On March 2, 2017, the newly confirmed Secretary of the Interior, Ryan Zinke, signed Secretarial Order 3346, revoking Director’s Order No. 219. Many hunting and shooting sports groups hailed the revocation as a positive move, including the conservation organization, Ducks Unlimited. However, because many were not familiar with the context of the prior order that Secretary Zinke was revoking, the press release from Ducks Unlimited praising the decision was greeted by plenty of confusion, consisting of equal parts anger and excitement. The comments generated on Ducks Unlimited’s Facebook posting on this topic were evidence enough of the public bemusement.

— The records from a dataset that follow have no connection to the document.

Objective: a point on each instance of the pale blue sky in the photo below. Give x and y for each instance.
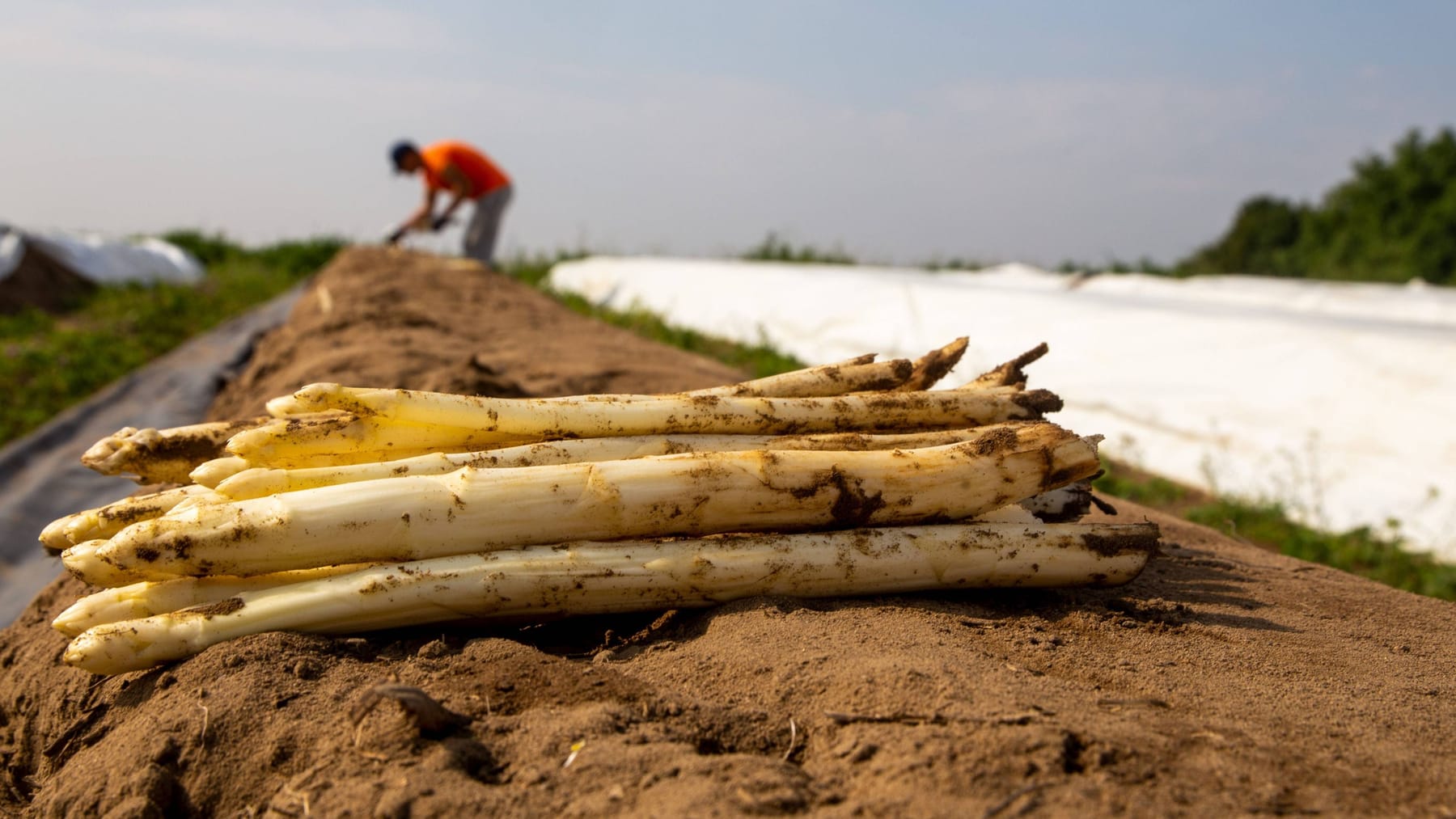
(899, 131)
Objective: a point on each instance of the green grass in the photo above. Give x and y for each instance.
(56, 361)
(1359, 551)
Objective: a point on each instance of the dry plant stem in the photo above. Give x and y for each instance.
(472, 509)
(108, 520)
(147, 598)
(602, 416)
(597, 578)
(162, 456)
(260, 482)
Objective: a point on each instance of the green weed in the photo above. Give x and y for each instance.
(54, 361)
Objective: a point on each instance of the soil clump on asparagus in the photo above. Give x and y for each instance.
(1223, 681)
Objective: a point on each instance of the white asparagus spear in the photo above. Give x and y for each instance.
(105, 521)
(600, 578)
(262, 480)
(160, 597)
(344, 438)
(600, 416)
(827, 380)
(162, 456)
(218, 471)
(669, 495)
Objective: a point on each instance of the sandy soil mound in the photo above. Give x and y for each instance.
(1223, 681)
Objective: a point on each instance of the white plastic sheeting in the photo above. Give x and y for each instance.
(1334, 399)
(104, 260)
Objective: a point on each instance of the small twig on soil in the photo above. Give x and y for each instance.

The confusion stems from the mistaken perception that Secretary Zinke had reversed decades of federal law prohibiting the use of lead shot while hunting waterfowl. That law remains firmly in place (50 C.F.R. § 20.21(j)). Instead, Secretarial Order 3346 merely made it possible for hunters to again use lead bullets for animals like deer while on lands regulated by the Fish & Wildlife Service, and for fishing enthusiasts to use lead tackle in federally-regulated waters. Further, organizations with many hunting members were also pleased by Secretary Zinke’s accompanying order intended to promote more opportunities to hunt and fish on public wild lands.
Whatever one makes of the controversy surrounding the Order, waterfowl hunters should be careful to note that the same rules prohibiting lead shot since 1991 still apply today.